В течение следующих двух лет квазичастная АРА поставила детям в двадцати одной стране центральной, восточной и юго-Восточной Европы и Ближнего Востока продуктов питания на сумму более 150 миллионов долларов, действуя либо самостоятельно, либо совместно с другими частными организациями по оказанию помощи. Его операции требовали пристального участия в вопросах транспорта и связи. Это, конечно, было неизбежно на континенте, раздираемом войной, но Гувер умел извлекать из этого максимум пользы, как описывает Бернер:
Гувер координировал распределение продовольствия и средства финансирования его закупки, восстановил работоспособность речных судов и подвижного состава, взял на себя управление — или пытался это сделать — портами, каналами и движением на Рейне, Эльбе, Висле, Дунае, восстановил телеграфную и почтовую связь, возобновил добычу угля для жилых домов и промышленности, ликвидировал многие заразные болезни, включая тиф, и организовал бартер, при котором продовольствие нельзя было транспортировать никаким другим способом. Он координировал деятельность Конгресса, Казначейства, Совета по судоходству (где мог), вооруженных сил и своих собственных продовольственных агентств. Любой, кто хотел общаться между европейскими странами, должен был делать это через Гувера.
АРА наняла во всех этих странах лишь ограниченный штат американцев для надзора за гораздо большим количеством местных граждан. Философия, лежащая в основе ее метода работы! цель заключалась в том, чтобы поощрять инициативу населения, подчеркивать идею самопомощи, а не благотворительности, и в то же время поддерживать накладные расходы на как можно более низком уровне. Американские работники по оказанию гуманитарной помощи, занимавшиеся раздачей продовольствия во время сильного голода, пользовались исключительной властью. Они пользовались доступом к высшим правительственным чиновникам и значительным влиянием в политических вопросах, в то время как их «паспорта Гувера» служили им пропусками в точки на карте, недоступные обычным смертным. В тандеме с работниками по оказанию помощи в Польше, Австрии, Чехословакии и Югославии действовали группы неофициальных американских «технических советников», которые консультировали правительственных чиновников по вопросам восстановления экономики с упором на возрождение транспорта. Их второстепенной целью было продвижение коммерческих интересов США в этих странах — соображение, которое всегда занимало место в переполненном сознании Гувера.

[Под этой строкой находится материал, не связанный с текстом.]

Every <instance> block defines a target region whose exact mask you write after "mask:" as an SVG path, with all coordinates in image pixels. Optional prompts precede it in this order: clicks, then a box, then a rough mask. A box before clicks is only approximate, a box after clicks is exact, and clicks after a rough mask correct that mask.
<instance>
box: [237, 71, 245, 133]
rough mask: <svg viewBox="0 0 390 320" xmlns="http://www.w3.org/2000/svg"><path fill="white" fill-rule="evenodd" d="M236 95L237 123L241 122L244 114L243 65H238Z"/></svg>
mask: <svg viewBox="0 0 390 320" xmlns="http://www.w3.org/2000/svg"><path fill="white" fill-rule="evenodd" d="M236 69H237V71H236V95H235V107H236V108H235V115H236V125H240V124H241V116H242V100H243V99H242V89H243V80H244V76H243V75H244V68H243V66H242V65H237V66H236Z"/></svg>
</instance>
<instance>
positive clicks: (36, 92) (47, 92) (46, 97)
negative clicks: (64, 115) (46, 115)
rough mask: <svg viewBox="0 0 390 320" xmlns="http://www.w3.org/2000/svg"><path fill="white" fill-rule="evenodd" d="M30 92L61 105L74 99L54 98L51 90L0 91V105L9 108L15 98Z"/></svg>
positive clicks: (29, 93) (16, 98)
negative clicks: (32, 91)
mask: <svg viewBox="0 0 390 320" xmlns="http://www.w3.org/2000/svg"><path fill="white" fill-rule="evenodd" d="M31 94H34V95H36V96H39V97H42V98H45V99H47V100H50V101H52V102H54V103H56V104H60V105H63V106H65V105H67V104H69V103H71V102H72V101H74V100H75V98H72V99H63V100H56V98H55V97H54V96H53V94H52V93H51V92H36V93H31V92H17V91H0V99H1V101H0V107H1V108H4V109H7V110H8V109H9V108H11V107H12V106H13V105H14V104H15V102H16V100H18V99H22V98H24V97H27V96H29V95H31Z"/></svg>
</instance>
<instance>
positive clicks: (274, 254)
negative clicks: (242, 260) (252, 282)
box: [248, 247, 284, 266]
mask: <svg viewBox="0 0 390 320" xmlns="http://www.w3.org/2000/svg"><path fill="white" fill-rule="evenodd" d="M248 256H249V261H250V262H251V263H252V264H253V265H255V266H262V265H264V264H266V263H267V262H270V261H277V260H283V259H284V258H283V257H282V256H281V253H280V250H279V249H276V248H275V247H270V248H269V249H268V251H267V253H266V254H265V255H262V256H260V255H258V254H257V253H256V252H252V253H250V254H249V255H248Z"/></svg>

Генерал Першинг назвал Гувера «мировым регулятором пищевой промышленности». Уилсон по-прежнему настороженно относился к нему, считая его услуги незаменимыми. Президент был предупрежден полковником Хаусом, сторонником Гувера, который написал Вильсону в апреле 1917 года, что спаситель Бельгии — «такой человек, который должен полностью контролировать ситуацию, чтобы делать ее хорошо». Переписка Гувера с главами государств и правительств, а также с другими политическими, военными, религиозными и деловыми лидерами передает ощущение движущей энергии, которую он прилагал к вопросам продовольственной помощи и к обеспечению контроля Америки — и, следовательно, своего собственного — над ее администрацией. Достижения Гувера принесли ему вечную благодарность миллионов; его методы взъерошили не меньше перьев.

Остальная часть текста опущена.